There is also a more immediate classroom application. A study published in December 2025 on LLM-based patient simulation for healthcare communication found that case-based learning using standardised patients is a key method for teaching communication skills, and that large language models show promise for creating scalable patient simulations that cover a broader diversity of patient demographics and clinical scenarios than human actors can realistically provide (Elhilali et al., 2025).⁵ For medical English teachers with access to AI tools, this opens the door to a new kind of classroom activity: scenario-based conversation practice in which the AI takes the patient role, the student responds in English, and the teacher focuses their feedback on the language dimension – register, accuracy, empathetic phrasing, and clarity.
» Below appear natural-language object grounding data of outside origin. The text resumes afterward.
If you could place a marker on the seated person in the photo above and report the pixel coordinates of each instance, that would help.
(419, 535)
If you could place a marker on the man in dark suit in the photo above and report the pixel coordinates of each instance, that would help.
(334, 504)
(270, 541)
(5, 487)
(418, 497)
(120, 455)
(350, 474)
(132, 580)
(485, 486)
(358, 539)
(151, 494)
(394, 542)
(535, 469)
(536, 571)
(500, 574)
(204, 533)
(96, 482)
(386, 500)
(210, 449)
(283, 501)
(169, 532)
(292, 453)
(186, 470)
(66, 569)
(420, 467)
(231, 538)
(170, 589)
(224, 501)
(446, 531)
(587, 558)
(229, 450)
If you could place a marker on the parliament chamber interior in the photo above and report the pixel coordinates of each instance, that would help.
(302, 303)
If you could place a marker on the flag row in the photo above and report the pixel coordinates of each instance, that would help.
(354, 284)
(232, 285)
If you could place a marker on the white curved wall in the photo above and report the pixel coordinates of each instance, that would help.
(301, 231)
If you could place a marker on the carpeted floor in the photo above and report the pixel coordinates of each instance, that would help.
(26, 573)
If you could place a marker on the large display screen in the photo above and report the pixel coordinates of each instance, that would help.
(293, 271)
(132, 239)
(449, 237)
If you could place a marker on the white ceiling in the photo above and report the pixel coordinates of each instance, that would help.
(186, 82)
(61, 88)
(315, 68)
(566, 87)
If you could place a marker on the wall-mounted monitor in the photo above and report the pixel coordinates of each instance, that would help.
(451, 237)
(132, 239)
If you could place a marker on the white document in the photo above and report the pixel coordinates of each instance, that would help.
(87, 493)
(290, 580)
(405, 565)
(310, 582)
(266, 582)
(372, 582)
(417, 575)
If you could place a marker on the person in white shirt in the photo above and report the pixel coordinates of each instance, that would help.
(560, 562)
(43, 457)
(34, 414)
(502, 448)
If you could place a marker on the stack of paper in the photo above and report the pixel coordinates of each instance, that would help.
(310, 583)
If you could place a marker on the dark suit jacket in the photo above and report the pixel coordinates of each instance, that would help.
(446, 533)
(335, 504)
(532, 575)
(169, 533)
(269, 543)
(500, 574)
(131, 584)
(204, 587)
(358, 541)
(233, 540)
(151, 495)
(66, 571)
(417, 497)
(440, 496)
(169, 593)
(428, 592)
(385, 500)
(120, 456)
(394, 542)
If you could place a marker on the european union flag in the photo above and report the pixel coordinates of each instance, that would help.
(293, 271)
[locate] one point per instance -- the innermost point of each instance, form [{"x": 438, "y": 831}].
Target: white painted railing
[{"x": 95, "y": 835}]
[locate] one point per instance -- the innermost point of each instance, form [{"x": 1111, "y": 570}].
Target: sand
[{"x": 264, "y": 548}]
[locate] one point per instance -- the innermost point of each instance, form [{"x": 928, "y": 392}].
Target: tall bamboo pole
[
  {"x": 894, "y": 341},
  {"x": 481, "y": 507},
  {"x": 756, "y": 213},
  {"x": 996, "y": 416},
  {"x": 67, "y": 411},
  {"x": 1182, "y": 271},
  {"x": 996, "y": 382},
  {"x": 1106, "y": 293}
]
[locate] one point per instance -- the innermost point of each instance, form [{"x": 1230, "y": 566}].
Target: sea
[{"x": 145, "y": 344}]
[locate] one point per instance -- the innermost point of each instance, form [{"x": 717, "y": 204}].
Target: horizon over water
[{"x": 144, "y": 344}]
None of this is straightforward. The research is clear that design matters enormously. An AI patient that is too passive fails to challenge students; one that is too unpredictable generates frustration rather than learning. The CHI 2026 study identified six learner-centred needs that AI-SP designers need to address, emphasising that a conceptual workflow grounded in instructional usability is essential to educational value (Gao et al., 2026).² Equally, the UK ChatGPT study found that while students valued the AI practice, its effectiveness was limited because it was not human – and recommended that briefing and debriefing sessions with a teacher are essential to frame and consolidate AI-mediated practice (Baseman et al., 2025).⁴
This is the equilibrium that medical English teachers are well positioned to establish: using AI tools to expand the volume and variety of communicative practice available to students, while preserving their own role as the human expert who coaches, contextualises, challenges, and deepens the learning that takes place in those interactions.